En cuanto los invitó Annie se arrepintió de haberlo hecho. La cocina de la casa del arroyo no estaba concebida precisamente para grandes alardes culinarios, aunque los de Annie no podían considerarse ciertamente grandes. Annie se basaba en su instinto para cocinar, en cierta medida porque le parecía más creativo pero sobre todo porque era muy impaciente. Y aparte de los tres o cuatro platos que sabía guisar con los ojos cerrados, había tantas probabilidades de que la comida saliera exquisita como nada apetitosa. Y tenía la sospecha de que tal como estaban las cosas había más posibilidades de que fuera lo segundo que lo primero.

Para evitar correr riesgos, había optado por hacer pasta. Un plato que el año anterior se había hartado de preparar. Era fino pero fácil. A los chicos les gustaría e incluso podía ocurrir que Diane lo encontrara fantástico. También había notado que Tom evitaba comer demasiada carne y, más de lo que ella se dignaba reconocer, quería quedar bien con él. No había ingredientes estrambóticos, lo único que necesitaba era
penne regata,
mozarella y un poco de albahaca fresca y tomates maduros, todo lo cual, creyó, seguramente encontraría sin problemas en Choteau.

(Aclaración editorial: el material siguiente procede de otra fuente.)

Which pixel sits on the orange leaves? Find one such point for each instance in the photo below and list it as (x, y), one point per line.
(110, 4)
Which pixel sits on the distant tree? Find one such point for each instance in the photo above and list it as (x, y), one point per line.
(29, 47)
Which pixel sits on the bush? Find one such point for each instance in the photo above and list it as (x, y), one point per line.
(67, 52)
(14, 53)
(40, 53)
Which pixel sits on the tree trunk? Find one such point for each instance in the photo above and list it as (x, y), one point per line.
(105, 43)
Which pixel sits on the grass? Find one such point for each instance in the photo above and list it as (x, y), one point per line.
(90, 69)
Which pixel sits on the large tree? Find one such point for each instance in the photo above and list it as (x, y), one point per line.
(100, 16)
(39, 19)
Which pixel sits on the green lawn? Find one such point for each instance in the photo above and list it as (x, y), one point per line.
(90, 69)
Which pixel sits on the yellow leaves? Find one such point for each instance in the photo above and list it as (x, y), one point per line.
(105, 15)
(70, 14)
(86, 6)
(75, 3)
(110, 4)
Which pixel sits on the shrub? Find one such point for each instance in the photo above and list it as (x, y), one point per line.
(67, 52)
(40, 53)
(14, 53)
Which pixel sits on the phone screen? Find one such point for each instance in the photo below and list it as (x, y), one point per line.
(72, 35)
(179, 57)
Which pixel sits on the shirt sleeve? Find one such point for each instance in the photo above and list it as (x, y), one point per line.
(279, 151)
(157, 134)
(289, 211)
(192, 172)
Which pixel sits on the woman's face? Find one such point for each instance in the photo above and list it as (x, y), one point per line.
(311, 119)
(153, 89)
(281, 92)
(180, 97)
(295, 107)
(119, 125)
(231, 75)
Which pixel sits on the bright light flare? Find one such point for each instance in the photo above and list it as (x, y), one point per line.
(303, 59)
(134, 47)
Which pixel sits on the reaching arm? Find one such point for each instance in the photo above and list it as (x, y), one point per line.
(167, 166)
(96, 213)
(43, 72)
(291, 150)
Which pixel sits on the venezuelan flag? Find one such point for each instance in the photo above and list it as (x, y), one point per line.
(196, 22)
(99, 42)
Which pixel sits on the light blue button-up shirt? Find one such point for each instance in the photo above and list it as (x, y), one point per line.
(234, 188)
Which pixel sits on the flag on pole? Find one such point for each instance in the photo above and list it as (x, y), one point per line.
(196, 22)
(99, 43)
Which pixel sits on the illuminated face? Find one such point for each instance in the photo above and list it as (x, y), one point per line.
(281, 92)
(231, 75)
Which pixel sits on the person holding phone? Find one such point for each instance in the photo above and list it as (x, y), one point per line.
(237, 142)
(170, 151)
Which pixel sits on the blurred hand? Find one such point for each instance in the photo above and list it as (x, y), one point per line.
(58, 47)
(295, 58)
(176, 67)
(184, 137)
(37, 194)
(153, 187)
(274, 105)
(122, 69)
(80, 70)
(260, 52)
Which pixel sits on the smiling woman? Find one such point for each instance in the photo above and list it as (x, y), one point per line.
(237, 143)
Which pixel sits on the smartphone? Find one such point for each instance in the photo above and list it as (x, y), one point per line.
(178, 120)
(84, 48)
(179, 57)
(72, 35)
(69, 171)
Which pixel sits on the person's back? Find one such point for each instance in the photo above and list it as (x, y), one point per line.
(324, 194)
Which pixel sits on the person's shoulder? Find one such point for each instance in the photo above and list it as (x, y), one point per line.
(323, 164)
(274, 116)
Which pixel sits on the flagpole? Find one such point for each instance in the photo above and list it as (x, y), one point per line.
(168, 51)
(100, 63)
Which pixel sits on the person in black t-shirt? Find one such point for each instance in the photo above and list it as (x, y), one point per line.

Sin embargo, el dependiente la miró como si le hablara en urdu. Finalmente tuvo que ir hasta el hipermercado de Great Falls, pero tampoco allí consiguió los ingredientes. No supo qué hacer. Tuvo que replantearse el menú sobre el terreno, patearse todos los pasillos, cada vez más fastidiada y diciéndose que de ninguna manera iba a ceder y servirles carne a la plancha. Había decidido que comerían pasta y pasta sería. Acabó cogiendo espaguetis, un frasco de salsa boloñesa y algunos ingredientes de fiar para poder fingir que lo había preparado ella. Salió con dos botellas de buen Chianti y el orgullo lo bastante intacto.

Para cuando llegó al Double Divide se encontraba bastante mejor. Quería quedar bien con los Booker, era lo menos que podía hacer por ellos. Habían sido muy amables, aun cuando la amabilidad de Diane ocultase cierta reticencia. Siempre que Annie sacaba a relucir el asunto del pago, tanto del alquiler como del trabajo que Tom estaba haciendo con
Pilgrim,
él le decía que no se preocupara, que ya lo arreglarían más adelante. La misma respuesta había obtenido de Frank y Diane. Así, la cena de esa noche constituía para Annie una especie de agradecimiento provisional.

Dejó la compra a un lado y llevó el montón de periódicos y revistas que había comprado en Great Falls a la mesa bajo la cual había ya una pequeña montaña de papel impreso. Comprobó si había mensajes en sus máquinas: sólo uno, de Robert, por el correo electrónico.

Tenía previsto ir a pasar el fin de semana con ellas pero en el último momento lo habían convocado para una reunión en Londres el lunes. De allí debía partir hacia Ginebra. Había llamado la noche anterior y tras media hora de pedir disculpas había prometido a Grace que iría en cuanto le fuera posible. El mensaje del correo electrónico era una broma que había enviado un momento antes de salir rumbo al aeropuerto JFK, escrito en un lenguaje críptico que él y Grace llamaban «ciberlengua» y que Annie sólo entendía a medias. Al pie Robert había puesto una imagen generada por ordenador de un caballo sonriendo de oreja a oreja. Annie la imprimió sin pararse a leerla.

La primera reacción que había tenido la noche anterior al decirle Robert que no iría, había sido de alivio. Luego le había parecido preocupante tener ese sentimiento y desde entonces había hecho todo lo posible por no analizarlo más.